The dissonance between expectation and reality, between what the religious leaders looked for in a messianic figure and what they saw in Jesus did not have anything to do with Jesus taking a wrong fork in the road: it had everything to do with their misunderstanding and misinterpretation of what a messiah would be like and what God was like. By envisioning a God captive to a set of laws, a God more concerned with vengeance than redemption, with punishment than salvation, Jesus' actions appeared incongruous. For those who caught a glimmer of "grace upon grace" it was not so mysterious. It was their misunderstanding of the nature of God that made Jesus incomprehensible, not the other way around.
The idea that some persons, particularly those with a vested interest in maintaining the institutional status quo, should have a distorted view of God in which vengeance and power are more important than grace and mercy is not surprising. It has always been that way: prophets were stoned before Jesus and ever since. It is why Christian institutions have so often had to reinvent the Jesus of the Gospels. Sometimes he is transformed into precisely the kind of king or CEO with secular power that Jesus explicitly rejected when he said, "My kingdom is not of this world" (John 18:36). This allows the church and Christian people to grasp after the very kind of power that Jesus explicitly warns against. Sometimes Jesus is imaged as nothing more than a substitutionary sacrifice whose only purpose was to die. This allows us to adhere to a legalistic, vengeful conception of God that ignores the life, ministry, and teachings of Jesus, that completely overlooks the fact that "the father and I are one."
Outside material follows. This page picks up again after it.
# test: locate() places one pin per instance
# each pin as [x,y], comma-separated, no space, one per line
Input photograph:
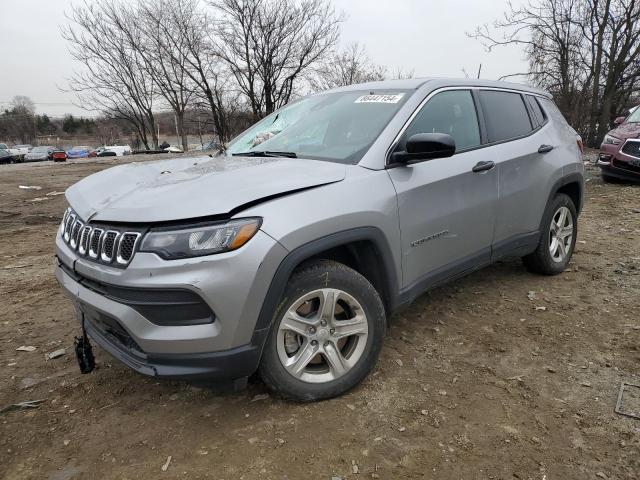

Recognizing this at the beginning of our new millennium is of extreme importance, it seems to me, because it is these distorted images of Jesus, based on and encouraging a distorted view of God, which bombard us. It often seems that the everyday faith and practice of the large majority of graceful and spirit-filled Christians who engage in small acts of kindness, forgiveness, and healing is marginalized and often invisible due to the media's acceptance of the extreme Religious Right as the "real Christians." The legalistic Pharisees and power hungry Sadducees are still with us. This phenomenon, well portrayed in Bruce Bawer's 1997 book Stealing Jesus (Crown Publishing) is a major problem for the under thirty population which has little loyalty to and understanding of the historic mainstream of Christianity. The portrayal of the church as predominated by bigoted and mean-spirited, single-issue individuals is an enormous impediment to the spread of scriptural Christianity and a holistic gospel. This idea of "church" suggests that the universe is controlled by a vindictive God who plays favorites, rather than the God of Jesus who delights in the forgiveness of sin and the healing of maladies.
It was sad but true that the bully in my son's classroom, like many troubled people, revealed a great deal about his father. It is our joy and delight that Jesus reveals a great deal about his. What he reveals is a God of love, wholeness, holiness, and forgiveness. Many religious leaders of Jesus' day had trouble recognizing this God; many still do. But the wonderful resurrection news of this Easter season is that "the Father and I are one."